Based on the findings of the current study, several recommendations for preventing PIU, NMUPD, and depressive symptoms among adolescents are listed below: (1) limiting adolescents’ exposure to the Internet for a long time (e.g., playing game); (2) increasing individuals’ awareness of the adverse effects of PIU, NMUPD, and depressive symptoms; (3) providing professional health services (e.g., health services provided by clinicians or social workers in the schools or communities) to students who have been involved in PIU, NMUPD, and depressive symptoms. If possible, concomitant treatment for PIU, NMUPD, and depressive symptoms should be considered; and (4) developing a long-term surveillance system to monitor the health-risky behaviors among adolescents in China.

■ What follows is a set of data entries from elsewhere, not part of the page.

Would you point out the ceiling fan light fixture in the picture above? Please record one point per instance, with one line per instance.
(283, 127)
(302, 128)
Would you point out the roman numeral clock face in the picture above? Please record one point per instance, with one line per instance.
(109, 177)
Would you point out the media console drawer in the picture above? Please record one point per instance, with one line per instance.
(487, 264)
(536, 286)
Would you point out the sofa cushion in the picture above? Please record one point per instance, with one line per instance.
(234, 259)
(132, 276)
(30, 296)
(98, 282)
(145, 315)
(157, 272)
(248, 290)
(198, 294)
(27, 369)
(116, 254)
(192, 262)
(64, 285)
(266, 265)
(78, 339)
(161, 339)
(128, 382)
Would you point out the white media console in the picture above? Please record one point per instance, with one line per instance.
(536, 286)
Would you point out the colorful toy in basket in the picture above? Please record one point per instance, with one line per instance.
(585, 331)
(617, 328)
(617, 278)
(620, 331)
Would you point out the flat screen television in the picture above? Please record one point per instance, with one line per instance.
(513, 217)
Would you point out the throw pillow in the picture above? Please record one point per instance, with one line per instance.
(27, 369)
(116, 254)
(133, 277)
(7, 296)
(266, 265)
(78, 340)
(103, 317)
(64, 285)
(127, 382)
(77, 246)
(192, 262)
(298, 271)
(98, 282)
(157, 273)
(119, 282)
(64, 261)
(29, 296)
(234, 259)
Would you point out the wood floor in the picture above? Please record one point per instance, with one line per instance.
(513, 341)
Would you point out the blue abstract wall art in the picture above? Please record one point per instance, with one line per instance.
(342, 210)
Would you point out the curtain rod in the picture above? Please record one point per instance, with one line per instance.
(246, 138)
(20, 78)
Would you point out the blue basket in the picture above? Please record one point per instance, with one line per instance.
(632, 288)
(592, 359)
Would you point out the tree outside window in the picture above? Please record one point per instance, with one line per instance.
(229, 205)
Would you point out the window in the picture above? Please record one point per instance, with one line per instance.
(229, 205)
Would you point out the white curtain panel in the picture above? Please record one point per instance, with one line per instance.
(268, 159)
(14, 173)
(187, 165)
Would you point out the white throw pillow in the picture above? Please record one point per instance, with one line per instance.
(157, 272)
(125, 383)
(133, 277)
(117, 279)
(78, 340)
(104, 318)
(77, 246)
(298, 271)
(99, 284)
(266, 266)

There are several limitations related to this study. First, the use of self-report questionnaires in this study may result in the underestimate of some sensitive data among adolescents (e.g., PIU or NMUPD) for social desirability. Second, due to the cross-sectional nature of the study design, findings should be interpreted with caution, especially regarding the longitudinal indirect and direct effects. Third, because of the school-based study design, the study sample only included students at school, while PIU, NMUPD, or depressive symptoms may be more common among adolescents who were absent from schools. Fourth, PIU and depressive symptoms were measured by the IAT and CES-D scales. Although this measurement of PIU or depressive symptoms has been validated and widely used in previous studies, the answers may still be subjectively biased. Fifth, Axis I comorbidities (such as anxiety or bipolar disorder), which may have an effect on depressive symptoms, were not taken into account in the present study. Despite these limitations, the strength of this study is that it uses a large-scale sample of Chinese adolescents to extend the prior evidence about the association between PIU, opioid or sedative misuse, and depressive symptoms through investigating the mediating effects of opioid or sedative misuse.